Jailbroken (or rooted) devices are compromised devices where, for Apple, the operating system has been modified to allow greater control and bypass Apple restrictions, or, for Android, the user roots the device to bypass various other restrictions. This can result in numerous complications, especially when those devices are company-issued. Voided warranties, downloaded malware, blocked access to app stores, and even bricking the device are all possible consequences.
With the newly released “Security Center” in dashboard, the Cisco Meraki team has made it easier than ever to spot these jailbroken devices and also determine why a device may be at risk.

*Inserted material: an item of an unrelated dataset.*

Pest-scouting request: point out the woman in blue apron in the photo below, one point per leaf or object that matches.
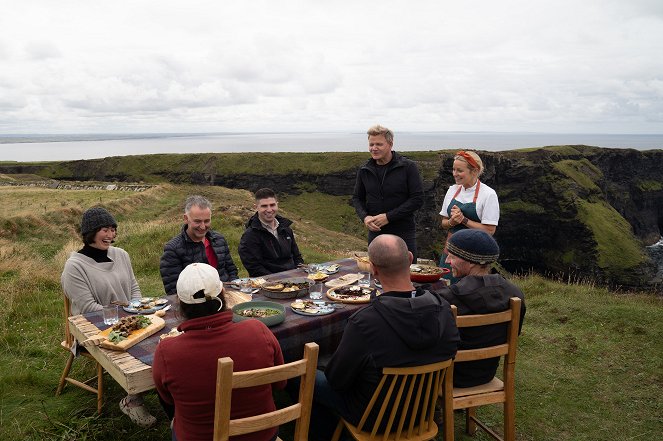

There are several methods that Systems Manager uses to detect a jailbreak. For instance, it checks for the existence of certain apps, like Cydia, that are only available on jailbroken devices. Systems Manager can also detect if there is write access over certain root folders, which only occurs if a device is jailbroken. It can even check to see if an app can handle certain commands or prefixes that would be opened in apps associated with jailbroken devices.
Navigate to Security > Auditing, adding the fields like At risk?, Jailbroken, and Reason, to actively monitor the security of enrolled devices. In Security > Reporting, schedule emailed Systems Manager security reports to monitor all devices or choose to only report those that are failing. If enrolled jailbroken devices are discovered, choose a preferred remediation action, including enforcing a more restrictive Systems Manager profile or even revoking VPN or WiFi access.
Stop wondering about the status of enrolled devices and take charge of maintaining MDM security.